Methods: A total of 794 and 848 continuous NSAID users, free of gastroduodenal ulcers, erosive esophagitis, and Helicobacter pylori, were enrolled into two identical, multinational, multicenter double-blind studies (NASA1, SPACE1). Moreover, 608 and 556 patients were randomized to receive 4 wk esomeprazole 20 mg, or 40 mg, or placebo once daily. The primary variable was the patient-reported change in the upper GI symptom (pain, discomfort, or burning in the upper abdomen) score on a 7-graded severity scale (0-6) from the 7 days prior to treatment to the last 7 days in the study.

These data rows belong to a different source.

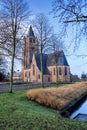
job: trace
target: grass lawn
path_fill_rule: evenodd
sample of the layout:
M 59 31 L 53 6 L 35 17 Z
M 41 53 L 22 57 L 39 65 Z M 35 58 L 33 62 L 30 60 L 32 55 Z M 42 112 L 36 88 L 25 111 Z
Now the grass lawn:
M 0 130 L 87 130 L 86 121 L 62 119 L 57 110 L 27 100 L 26 92 L 0 93 Z

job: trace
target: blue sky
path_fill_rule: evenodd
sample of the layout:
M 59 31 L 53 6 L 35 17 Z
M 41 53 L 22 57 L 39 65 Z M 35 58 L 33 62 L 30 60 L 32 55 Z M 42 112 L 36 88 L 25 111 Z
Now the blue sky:
M 38 13 L 44 13 L 47 15 L 47 17 L 50 20 L 50 23 L 54 27 L 54 31 L 57 33 L 59 30 L 59 25 L 57 22 L 57 19 L 54 19 L 52 15 L 49 15 L 49 12 L 52 9 L 52 0 L 29 0 L 30 2 L 30 9 L 32 10 L 32 15 L 36 15 Z M 73 33 L 70 34 L 71 36 Z M 65 43 L 68 46 L 70 44 L 70 37 L 68 36 L 67 39 L 65 39 Z M 73 45 L 72 40 L 72 45 Z M 86 42 L 82 42 L 80 47 L 76 49 L 77 51 L 72 51 L 72 46 L 68 49 L 67 52 L 65 52 L 65 55 L 67 57 L 68 63 L 70 65 L 71 73 L 72 74 L 78 74 L 79 76 L 81 73 L 85 72 L 87 73 L 87 57 L 79 57 L 75 55 L 83 55 L 87 52 L 87 45 Z M 67 56 L 71 55 L 71 56 Z

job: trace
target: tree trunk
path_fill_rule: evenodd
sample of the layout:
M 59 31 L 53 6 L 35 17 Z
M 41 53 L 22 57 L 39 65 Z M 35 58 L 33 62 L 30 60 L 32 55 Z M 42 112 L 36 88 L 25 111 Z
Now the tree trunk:
M 12 93 L 12 85 L 13 85 L 14 57 L 15 57 L 15 43 L 12 49 L 11 70 L 10 70 L 10 88 L 9 88 L 10 93 Z
M 43 56 L 42 52 L 40 53 L 40 67 L 41 67 L 41 87 L 44 88 L 44 83 L 43 83 Z
M 56 63 L 56 84 L 58 84 L 58 67 L 57 67 L 57 63 Z

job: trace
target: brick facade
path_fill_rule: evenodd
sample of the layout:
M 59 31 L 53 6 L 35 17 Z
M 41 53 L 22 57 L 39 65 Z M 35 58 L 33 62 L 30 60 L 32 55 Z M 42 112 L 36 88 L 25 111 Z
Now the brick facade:
M 41 82 L 41 71 L 37 61 L 39 59 L 36 58 L 36 54 L 38 53 L 38 40 L 34 36 L 32 27 L 29 30 L 29 36 L 24 38 L 23 40 L 23 52 L 22 52 L 22 79 L 25 82 Z M 63 59 L 65 58 L 63 52 L 61 53 Z M 49 57 L 49 56 L 48 56 Z M 64 59 L 66 60 L 66 59 Z M 49 60 L 48 60 L 49 62 Z M 66 63 L 58 64 L 57 71 L 55 64 L 47 65 L 47 73 L 44 73 L 43 80 L 44 83 L 48 82 L 56 82 L 56 73 L 58 73 L 58 81 L 61 82 L 69 82 L 70 81 L 70 67 L 66 61 Z

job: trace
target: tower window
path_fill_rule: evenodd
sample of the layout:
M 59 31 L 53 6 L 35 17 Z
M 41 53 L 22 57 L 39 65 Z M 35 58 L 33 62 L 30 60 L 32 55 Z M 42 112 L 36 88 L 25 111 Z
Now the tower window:
M 33 64 L 33 75 L 35 75 L 35 65 Z
M 33 43 L 35 43 L 35 39 L 33 39 Z
M 32 42 L 32 38 L 30 38 L 30 42 Z
M 54 74 L 54 75 L 56 74 L 55 68 L 53 69 L 53 74 Z
M 40 74 L 38 75 L 38 79 L 40 79 Z
M 61 70 L 61 68 L 59 68 L 59 75 L 62 75 L 62 70 Z
M 67 68 L 65 67 L 65 75 L 67 75 Z

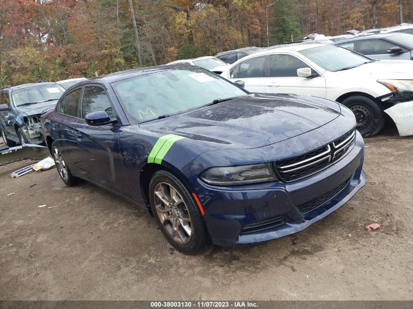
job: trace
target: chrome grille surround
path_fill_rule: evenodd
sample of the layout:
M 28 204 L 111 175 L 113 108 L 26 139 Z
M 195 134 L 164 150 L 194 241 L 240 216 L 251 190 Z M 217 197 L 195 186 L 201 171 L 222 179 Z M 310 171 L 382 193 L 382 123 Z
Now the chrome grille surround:
M 289 183 L 317 173 L 345 156 L 354 145 L 356 131 L 352 130 L 329 144 L 304 155 L 274 164 L 280 179 Z

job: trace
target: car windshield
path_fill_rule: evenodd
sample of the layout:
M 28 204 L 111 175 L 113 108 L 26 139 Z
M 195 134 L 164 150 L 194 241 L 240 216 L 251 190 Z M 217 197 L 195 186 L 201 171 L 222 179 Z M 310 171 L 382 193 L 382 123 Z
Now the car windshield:
M 207 70 L 211 70 L 217 66 L 225 66 L 227 64 L 218 58 L 205 58 L 192 62 L 195 65 L 200 66 Z
M 248 92 L 198 67 L 173 69 L 111 84 L 132 124 L 195 109 Z
M 351 50 L 332 45 L 312 47 L 299 52 L 325 70 L 331 72 L 356 67 L 373 61 Z
M 408 33 L 399 33 L 386 39 L 395 45 L 401 45 L 409 49 L 413 50 L 413 35 Z
M 58 100 L 65 92 L 59 84 L 39 85 L 12 91 L 13 101 L 16 106 Z

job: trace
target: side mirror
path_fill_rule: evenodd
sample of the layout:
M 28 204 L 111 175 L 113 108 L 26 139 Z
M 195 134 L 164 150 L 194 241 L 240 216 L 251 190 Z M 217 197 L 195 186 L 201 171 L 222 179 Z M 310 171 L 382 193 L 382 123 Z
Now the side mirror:
M 89 113 L 85 117 L 86 123 L 89 125 L 104 125 L 116 122 L 116 118 L 111 119 L 105 111 Z
M 399 46 L 394 46 L 388 49 L 387 52 L 389 54 L 401 54 L 403 52 L 403 49 Z
M 242 87 L 244 88 L 245 86 L 245 83 L 242 82 L 242 81 L 237 81 L 234 82 L 234 83 L 237 84 L 240 87 Z
M 308 78 L 311 76 L 311 69 L 309 67 L 303 67 L 297 69 L 297 75 L 300 77 Z
M 0 111 L 5 112 L 10 110 L 10 108 L 7 104 L 0 104 Z

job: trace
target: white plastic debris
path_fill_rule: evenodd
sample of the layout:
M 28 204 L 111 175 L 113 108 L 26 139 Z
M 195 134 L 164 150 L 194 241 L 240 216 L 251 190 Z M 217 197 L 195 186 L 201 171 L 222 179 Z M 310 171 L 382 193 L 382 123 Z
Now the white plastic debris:
M 39 161 L 33 166 L 33 169 L 37 171 L 38 170 L 46 170 L 50 169 L 55 166 L 54 160 L 50 157 L 47 157 L 41 161 Z

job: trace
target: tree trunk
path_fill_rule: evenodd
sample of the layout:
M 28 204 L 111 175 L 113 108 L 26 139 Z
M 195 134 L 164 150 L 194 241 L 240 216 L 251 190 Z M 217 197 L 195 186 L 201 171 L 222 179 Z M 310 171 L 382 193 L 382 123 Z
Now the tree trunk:
M 135 34 L 135 47 L 138 53 L 138 63 L 142 65 L 142 58 L 141 58 L 141 47 L 139 43 L 139 35 L 138 33 L 138 27 L 136 26 L 136 20 L 135 19 L 135 11 L 133 10 L 133 4 L 132 0 L 128 0 L 129 2 L 129 10 L 130 12 L 130 18 L 132 19 L 132 24 L 133 26 L 133 32 Z
M 40 11 L 42 12 L 42 15 L 43 16 L 43 18 L 44 19 L 44 22 L 46 23 L 46 25 L 47 26 L 47 31 L 49 33 L 49 34 L 50 35 L 50 38 L 52 39 L 52 42 L 53 43 L 53 45 L 56 45 L 56 40 L 54 38 L 54 36 L 53 35 L 53 33 L 52 32 L 52 27 L 50 26 L 50 23 L 49 22 L 49 20 L 47 19 L 47 16 L 46 16 L 46 12 L 44 12 L 44 9 L 43 7 L 43 1 L 44 0 L 40 0 L 39 1 L 39 4 L 40 4 Z

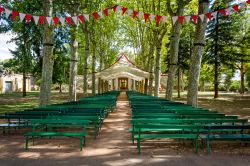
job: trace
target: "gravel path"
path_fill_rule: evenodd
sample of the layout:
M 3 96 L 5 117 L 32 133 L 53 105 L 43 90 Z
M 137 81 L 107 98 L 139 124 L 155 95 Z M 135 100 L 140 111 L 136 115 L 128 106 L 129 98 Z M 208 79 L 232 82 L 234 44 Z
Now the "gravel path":
M 205 150 L 201 150 L 200 155 L 196 155 L 191 145 L 176 141 L 162 141 L 159 144 L 155 141 L 145 142 L 142 154 L 138 155 L 128 132 L 130 118 L 127 96 L 121 93 L 116 110 L 105 119 L 97 139 L 94 140 L 90 133 L 82 152 L 79 151 L 79 140 L 74 138 L 60 138 L 58 141 L 54 138 L 37 139 L 35 146 L 30 145 L 30 149 L 25 151 L 21 134 L 0 135 L 0 166 L 250 165 L 249 153 L 215 152 L 207 155 Z

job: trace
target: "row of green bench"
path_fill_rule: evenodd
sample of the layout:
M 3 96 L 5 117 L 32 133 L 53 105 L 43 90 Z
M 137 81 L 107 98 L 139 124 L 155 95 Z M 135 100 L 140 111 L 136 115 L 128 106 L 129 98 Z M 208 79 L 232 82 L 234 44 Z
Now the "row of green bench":
M 250 139 L 250 125 L 246 119 L 136 92 L 127 92 L 127 95 L 132 108 L 130 132 L 132 142 L 137 140 L 138 153 L 142 139 L 191 139 L 197 153 L 199 140 L 206 140 L 210 153 L 213 139 Z

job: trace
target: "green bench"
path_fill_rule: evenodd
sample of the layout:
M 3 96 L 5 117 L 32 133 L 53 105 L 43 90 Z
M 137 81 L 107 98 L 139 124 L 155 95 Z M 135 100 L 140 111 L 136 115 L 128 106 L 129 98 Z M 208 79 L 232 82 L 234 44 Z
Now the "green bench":
M 83 145 L 85 145 L 85 140 L 87 136 L 87 127 L 88 127 L 89 121 L 87 120 L 61 120 L 61 119 L 36 119 L 31 120 L 32 125 L 32 132 L 28 132 L 24 134 L 25 137 L 25 148 L 28 149 L 28 141 L 29 138 L 32 137 L 33 145 L 34 145 L 34 137 L 35 136 L 42 136 L 42 137 L 56 137 L 56 136 L 66 136 L 66 137 L 79 137 L 80 138 L 80 150 L 82 150 Z M 53 128 L 60 127 L 80 127 L 83 129 L 82 131 L 75 131 L 75 132 L 68 132 L 68 131 L 55 131 Z M 46 131 L 43 129 L 46 128 Z M 37 129 L 42 129 L 37 131 Z

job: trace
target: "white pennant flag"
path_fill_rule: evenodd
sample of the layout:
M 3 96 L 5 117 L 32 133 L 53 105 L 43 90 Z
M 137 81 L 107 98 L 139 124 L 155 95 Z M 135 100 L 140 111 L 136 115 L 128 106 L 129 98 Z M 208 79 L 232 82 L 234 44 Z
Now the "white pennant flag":
M 204 14 L 201 14 L 201 15 L 199 15 L 199 17 L 200 17 L 200 19 L 201 19 L 201 22 L 203 22 L 203 21 L 204 21 L 205 15 L 204 15 Z
M 64 17 L 60 17 L 59 20 L 60 20 L 62 26 L 64 26 L 65 25 L 65 18 Z
M 101 11 L 98 12 L 98 15 L 99 15 L 100 17 L 102 17 L 102 13 L 103 13 L 103 11 L 101 10 Z
M 176 23 L 177 20 L 178 20 L 178 16 L 173 16 L 172 17 L 173 25 Z
M 133 13 L 132 9 L 128 9 L 128 16 L 131 16 L 131 14 Z
M 75 23 L 76 25 L 78 25 L 78 19 L 77 19 L 77 16 L 72 17 L 72 20 L 74 21 L 74 23 Z
M 217 18 L 217 15 L 218 15 L 218 11 L 215 11 L 215 12 L 212 13 L 212 16 L 213 16 L 214 19 Z
M 150 17 L 150 20 L 151 20 L 151 21 L 154 21 L 154 20 L 155 20 L 156 15 L 151 14 L 149 17 Z
M 139 13 L 138 13 L 138 16 L 139 16 L 139 19 L 142 19 L 142 17 L 143 17 L 143 12 L 139 12 Z
M 89 21 L 89 14 L 83 14 L 87 21 Z
M 227 12 L 227 15 L 229 15 L 229 16 L 232 15 L 232 9 L 231 8 L 227 8 L 226 12 Z
M 5 9 L 5 14 L 6 14 L 6 18 L 7 18 L 7 19 L 9 18 L 9 16 L 10 16 L 11 13 L 12 13 L 11 10 Z
M 23 21 L 23 19 L 25 18 L 26 14 L 23 13 L 19 13 L 19 17 L 20 17 L 20 22 Z
M 165 23 L 167 22 L 168 17 L 167 16 L 162 16 L 162 21 Z
M 191 16 L 185 16 L 186 23 L 188 24 L 190 22 Z
M 48 24 L 51 25 L 52 17 L 46 17 L 46 20 L 47 20 Z
M 35 21 L 35 24 L 37 25 L 39 21 L 39 16 L 33 16 L 33 19 Z

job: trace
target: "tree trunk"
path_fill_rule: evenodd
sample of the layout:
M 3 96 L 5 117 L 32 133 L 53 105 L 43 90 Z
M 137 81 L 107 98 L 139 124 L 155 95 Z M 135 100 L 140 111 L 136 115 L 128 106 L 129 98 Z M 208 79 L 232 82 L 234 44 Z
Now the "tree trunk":
M 69 101 L 76 101 L 76 83 L 77 83 L 77 59 L 78 42 L 76 39 L 76 28 L 71 32 L 71 63 L 69 76 Z
M 207 13 L 209 6 L 209 0 L 199 1 L 199 14 Z M 201 68 L 201 59 L 203 49 L 205 46 L 205 32 L 207 27 L 207 18 L 204 18 L 203 22 L 198 20 L 196 25 L 194 47 L 191 55 L 191 63 L 189 69 L 188 79 L 188 95 L 187 104 L 191 104 L 194 107 L 198 106 L 198 85 Z
M 178 15 L 183 15 L 183 7 L 179 7 Z M 171 30 L 171 39 L 170 39 L 170 64 L 168 71 L 168 81 L 166 88 L 166 98 L 168 100 L 172 100 L 173 95 L 173 87 L 174 87 L 174 77 L 177 69 L 178 62 L 178 52 L 179 52 L 179 41 L 180 41 L 180 31 L 181 25 L 177 21 L 175 25 L 173 25 Z
M 241 62 L 240 64 L 240 93 L 245 93 L 245 71 L 244 71 L 244 62 Z
M 95 42 L 95 41 L 94 41 Z M 92 95 L 95 95 L 95 66 L 96 66 L 96 44 L 94 43 L 94 50 L 92 55 Z
M 52 17 L 52 0 L 44 0 L 43 10 L 45 16 Z M 43 26 L 43 68 L 40 88 L 40 105 L 48 105 L 51 98 L 51 84 L 53 73 L 53 27 L 45 24 Z
M 23 97 L 27 96 L 27 91 L 26 91 L 26 71 L 23 70 Z
M 89 57 L 89 32 L 85 28 L 85 55 L 84 55 L 84 71 L 83 71 L 83 95 L 88 95 L 88 57 Z
M 155 43 L 152 42 L 149 48 L 149 56 L 150 56 L 150 63 L 149 63 L 149 95 L 153 95 L 153 81 L 154 81 L 154 47 Z
M 219 62 L 218 62 L 218 34 L 219 34 L 219 17 L 217 14 L 216 17 L 216 24 L 215 24 L 215 45 L 214 45 L 214 98 L 219 97 L 219 82 L 218 82 L 218 76 L 219 76 Z
M 160 36 L 157 36 L 156 43 L 156 57 L 155 57 L 155 89 L 154 96 L 159 96 L 159 87 L 161 81 L 161 45 L 162 40 Z

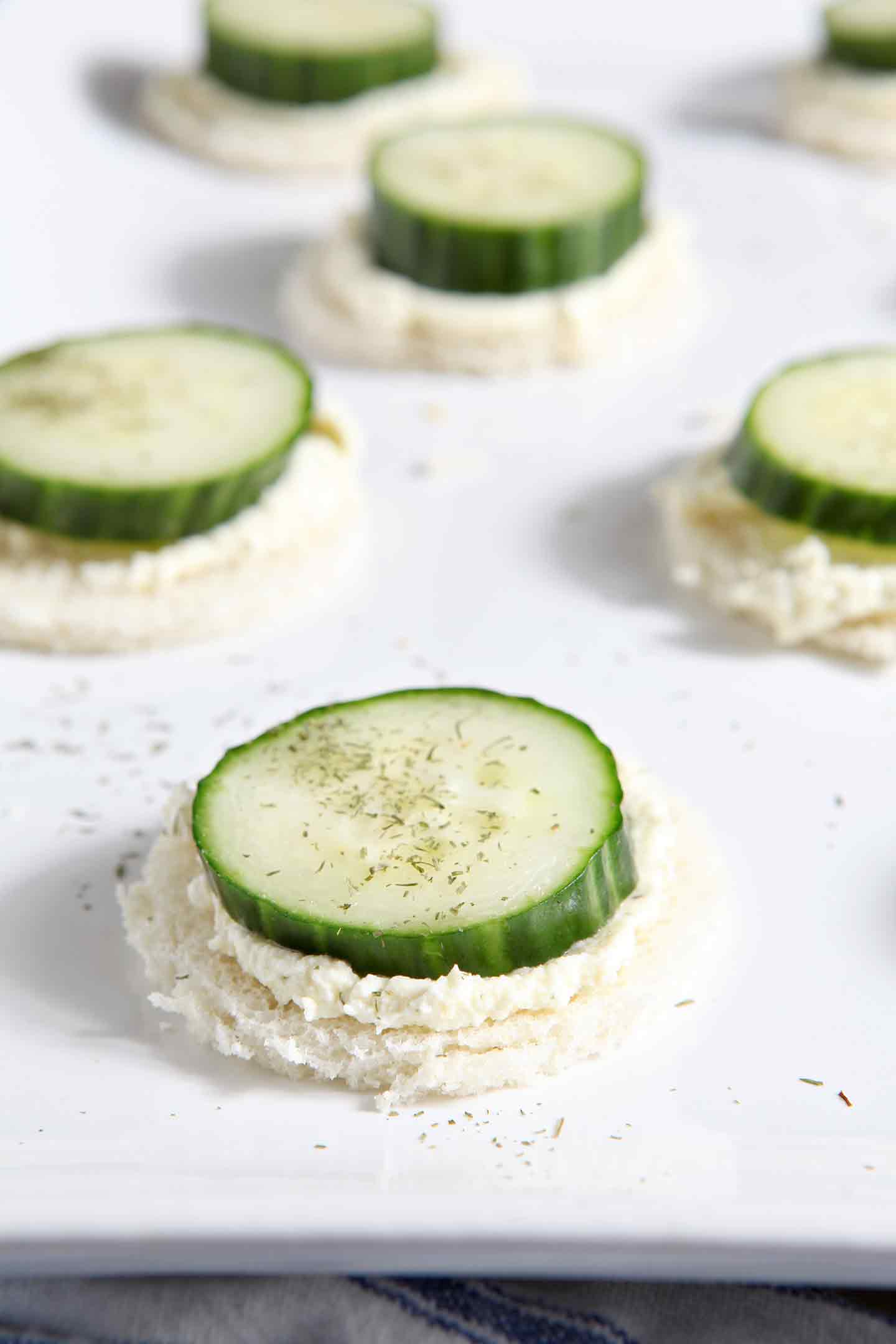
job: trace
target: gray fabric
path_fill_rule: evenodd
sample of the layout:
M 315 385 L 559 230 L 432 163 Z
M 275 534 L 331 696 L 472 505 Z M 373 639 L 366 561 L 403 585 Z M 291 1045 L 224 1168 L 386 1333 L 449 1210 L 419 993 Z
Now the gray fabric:
M 0 1344 L 895 1344 L 895 1293 L 411 1278 L 0 1281 Z

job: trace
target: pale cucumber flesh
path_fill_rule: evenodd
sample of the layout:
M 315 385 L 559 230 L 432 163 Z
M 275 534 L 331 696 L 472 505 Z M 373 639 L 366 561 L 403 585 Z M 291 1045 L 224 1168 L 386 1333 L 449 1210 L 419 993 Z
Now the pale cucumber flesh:
M 193 829 L 230 913 L 356 970 L 498 974 L 606 922 L 634 884 L 611 753 L 478 689 L 301 715 L 201 781 Z

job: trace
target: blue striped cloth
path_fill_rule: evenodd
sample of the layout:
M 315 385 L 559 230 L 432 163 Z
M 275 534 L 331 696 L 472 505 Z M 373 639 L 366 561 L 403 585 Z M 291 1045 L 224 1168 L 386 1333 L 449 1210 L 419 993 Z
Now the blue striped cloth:
M 437 1341 L 896 1344 L 896 1293 L 458 1278 L 0 1279 L 0 1344 Z

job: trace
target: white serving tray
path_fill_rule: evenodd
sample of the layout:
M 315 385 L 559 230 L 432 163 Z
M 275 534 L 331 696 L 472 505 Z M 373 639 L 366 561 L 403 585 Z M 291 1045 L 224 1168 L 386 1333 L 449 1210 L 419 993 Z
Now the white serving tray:
M 368 564 L 326 616 L 0 655 L 0 1271 L 896 1278 L 896 673 L 685 603 L 647 499 L 775 364 L 892 339 L 896 184 L 756 118 L 813 8 L 457 0 L 458 35 L 519 43 L 545 102 L 645 136 L 692 224 L 701 332 L 618 375 L 322 370 L 367 426 L 371 499 Z M 275 332 L 296 241 L 356 199 L 128 124 L 134 73 L 187 59 L 192 12 L 3 7 L 0 353 L 168 319 Z M 113 886 L 168 782 L 310 704 L 439 681 L 580 714 L 704 810 L 740 919 L 717 991 L 614 1060 L 396 1118 L 163 1031 Z

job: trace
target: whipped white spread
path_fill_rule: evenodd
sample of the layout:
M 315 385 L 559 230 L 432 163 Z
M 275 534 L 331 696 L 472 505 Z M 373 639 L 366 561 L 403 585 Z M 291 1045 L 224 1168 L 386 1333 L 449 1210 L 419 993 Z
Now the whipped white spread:
M 513 63 L 458 54 L 431 74 L 301 106 L 251 98 L 201 71 L 153 75 L 140 112 L 165 140 L 206 159 L 265 172 L 320 172 L 363 168 L 372 144 L 403 126 L 502 112 L 524 97 Z
M 657 496 L 680 585 L 758 621 L 782 645 L 896 659 L 896 547 L 819 536 L 764 513 L 731 484 L 719 452 L 673 473 Z
M 684 230 L 653 220 L 603 276 L 525 294 L 451 294 L 377 266 L 364 219 L 304 251 L 283 317 L 320 355 L 379 367 L 504 374 L 588 364 L 693 317 Z
M 320 411 L 258 500 L 150 550 L 91 544 L 0 519 L 0 642 L 105 652 L 239 629 L 332 591 L 359 548 L 360 434 Z M 301 582 L 300 582 L 301 581 Z
M 896 71 L 805 60 L 782 77 L 780 129 L 849 159 L 896 161 Z
M 439 980 L 359 976 L 235 923 L 201 868 L 181 786 L 141 879 L 120 890 L 150 997 L 223 1054 L 384 1090 L 383 1105 L 609 1052 L 652 1004 L 672 1009 L 703 984 L 719 938 L 719 870 L 700 829 L 646 771 L 622 778 L 638 884 L 610 923 L 543 966 Z

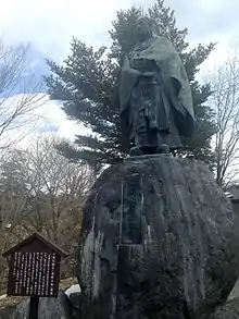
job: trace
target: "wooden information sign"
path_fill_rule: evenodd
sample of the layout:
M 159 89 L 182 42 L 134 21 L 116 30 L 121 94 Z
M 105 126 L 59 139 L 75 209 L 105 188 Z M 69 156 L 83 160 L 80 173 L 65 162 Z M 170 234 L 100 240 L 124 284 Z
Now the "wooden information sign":
M 60 261 L 67 254 L 35 233 L 3 256 L 9 261 L 8 295 L 30 296 L 29 319 L 37 318 L 39 297 L 58 296 Z

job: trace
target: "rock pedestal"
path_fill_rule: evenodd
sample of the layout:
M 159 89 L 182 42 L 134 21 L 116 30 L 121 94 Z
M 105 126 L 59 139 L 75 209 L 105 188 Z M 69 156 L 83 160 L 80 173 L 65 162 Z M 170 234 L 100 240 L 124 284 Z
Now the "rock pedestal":
M 83 319 L 209 318 L 238 277 L 238 220 L 198 161 L 151 156 L 106 169 L 81 230 Z

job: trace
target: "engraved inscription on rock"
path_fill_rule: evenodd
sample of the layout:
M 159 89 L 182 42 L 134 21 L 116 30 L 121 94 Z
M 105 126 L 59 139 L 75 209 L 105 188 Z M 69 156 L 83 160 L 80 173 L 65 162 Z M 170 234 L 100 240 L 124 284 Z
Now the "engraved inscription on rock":
M 55 253 L 13 254 L 14 295 L 55 295 Z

Results: Esomeprazole was associated with highly significant symptom improvement compared to placebo. Symptom improvements were 2.30 mean [SD 1.63] on esomeprazole 20 mg and 2.03 [1.56] on esomeprazole 40 mg versus 1.64 [1.57] on placebo in NASA1 and 2.17 [1.34] and 2.12 [1.48]versus 1.56 [1.26], respectively, in SPACE1 (all placebo comparisons at least p < 0.001). Esomeprazole-improved symptoms in patients taking selective COX-2 inhibitors, with changes of 2.21 [1.46] and 1.92 [1.38]versus 1.64 [1.46] in NASA1 and 2.20 [1.26] and 2.24 [1.62]versus 1.58 [1.37] in SPACE1 (all placebo comparisons at least p < 0.05), as well as those on non-selective NSAIDs. Esomeprazole was well tolerated and associated with significant improvements in HRQL.
Conclusion: Esomeprazole 20 mg and 40 mg improve upper GI symptoms associated with continuous, daily NSAID therapy, including selective COX-2 inhibitors.